Auch Motorik, Sprache und Aufmerksamkeit wurden anhand praktischer Aufgaben überprüft. "Die Kinder bekommen beispielsweise eine Malvorlage", erklärt Klapdor-Volmar. "Damit sollen Hand-Augenkoordination und Feinmotorik auf die Probe gestellt werden." Auch die Wahrnehmung, genauer gesagt die Verarbeitung von Geräuschen und Bildern, sei ein entscheidender Faktor für die Schultauglichkeit. "Darüber hinaus geht es um ganz alltägliche Dinge", sagt Klapdor-Volmar. Kann das Kind sich zum Beispiel selbstständig anziehen? Weiß es mit Bleistift, Papier und Schere umzugehen? Kann es Farben, Formen und Größenunterschiede richtig einordnen?

Bei den Sprachuntersuchungen setzt sich der Negativtrend weiter fort: 30,6 Prozent der Meerbuscher i-Dötzchen haben Probleme, sich fehlerfrei auszudrücken. Ein Warnsignal für die Experten, wenn auch nicht so überraschend wie die Gewichtsprobleme. "Damit liegt Meerbusch im NRW-Schnitt und verzeichnet im Vergleich zur davorliegenden Untersuchung auch nur einen minimalen Anstieg", sagt Klapdor-Volmar. "Aber es bleibt beunruhigend, dass seit Jahren fast jedes dritte Kind Sprachprobleme hat." Ursachen für die schlechter werdende Kommunikationsfähigkeit der Kinder sei ein übertriebener Konsum elektronischer Medien, hauptsächlich Computer und TV, aber auch ein Familienalltag, in dem gegenseitiger Austausch keine große Rolle mehr spiele.
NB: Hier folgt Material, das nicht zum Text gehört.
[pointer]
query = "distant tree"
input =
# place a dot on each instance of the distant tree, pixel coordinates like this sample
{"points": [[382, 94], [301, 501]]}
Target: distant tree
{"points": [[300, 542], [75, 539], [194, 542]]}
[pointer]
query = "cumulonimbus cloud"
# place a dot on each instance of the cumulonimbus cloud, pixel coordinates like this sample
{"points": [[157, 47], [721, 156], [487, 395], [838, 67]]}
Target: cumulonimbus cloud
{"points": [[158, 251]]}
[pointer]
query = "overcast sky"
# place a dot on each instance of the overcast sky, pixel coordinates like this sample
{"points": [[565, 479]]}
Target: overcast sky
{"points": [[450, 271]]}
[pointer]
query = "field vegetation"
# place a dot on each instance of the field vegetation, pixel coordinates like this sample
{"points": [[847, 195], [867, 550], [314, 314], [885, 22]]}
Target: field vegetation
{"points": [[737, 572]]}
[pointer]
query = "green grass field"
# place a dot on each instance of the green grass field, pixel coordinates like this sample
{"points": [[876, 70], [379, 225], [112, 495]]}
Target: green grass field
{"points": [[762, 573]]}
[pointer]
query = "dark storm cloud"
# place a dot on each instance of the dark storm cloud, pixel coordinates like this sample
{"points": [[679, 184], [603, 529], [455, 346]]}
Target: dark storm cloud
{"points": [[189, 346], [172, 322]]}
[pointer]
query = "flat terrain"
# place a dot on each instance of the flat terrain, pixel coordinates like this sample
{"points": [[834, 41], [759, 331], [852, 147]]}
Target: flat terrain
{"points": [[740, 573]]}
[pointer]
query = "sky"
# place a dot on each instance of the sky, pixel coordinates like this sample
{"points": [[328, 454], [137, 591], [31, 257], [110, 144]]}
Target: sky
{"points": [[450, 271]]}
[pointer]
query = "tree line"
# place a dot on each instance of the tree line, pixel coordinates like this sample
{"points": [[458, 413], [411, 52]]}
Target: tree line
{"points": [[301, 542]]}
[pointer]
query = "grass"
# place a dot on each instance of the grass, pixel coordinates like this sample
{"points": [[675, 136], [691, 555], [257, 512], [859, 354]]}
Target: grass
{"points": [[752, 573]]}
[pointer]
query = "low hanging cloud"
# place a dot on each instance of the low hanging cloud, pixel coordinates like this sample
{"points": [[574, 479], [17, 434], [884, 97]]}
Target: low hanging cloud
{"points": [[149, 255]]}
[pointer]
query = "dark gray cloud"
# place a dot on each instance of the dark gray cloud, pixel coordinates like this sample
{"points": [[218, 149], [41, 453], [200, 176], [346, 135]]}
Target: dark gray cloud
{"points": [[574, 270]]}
Klapdor-Volmar: "Die Familien reden einfach zu wenig miteinander."

Zu den Resultaten der Schuleingangsuntersuchung wollte die Stadtverwaltung auf Nachfrage keine Stellung nehmen. "Inhaltlich können wir derzeit noch keine Aussagen dazu machen", sagte Alice Wiegand, Referentin der Bürgermeisterin. "Die Zahlen liegen uns noch nicht vor. Wir werden uns jedoch zeitnah mit dem Kreisgesundheitsamt in Verbindung setzen und uns einen Einblick verschaffen." Die Stadt werde den aktuellen Negativtrend nicht ignorieren. Wiegand: "Die Resultate müssen genauer betrachtet werden."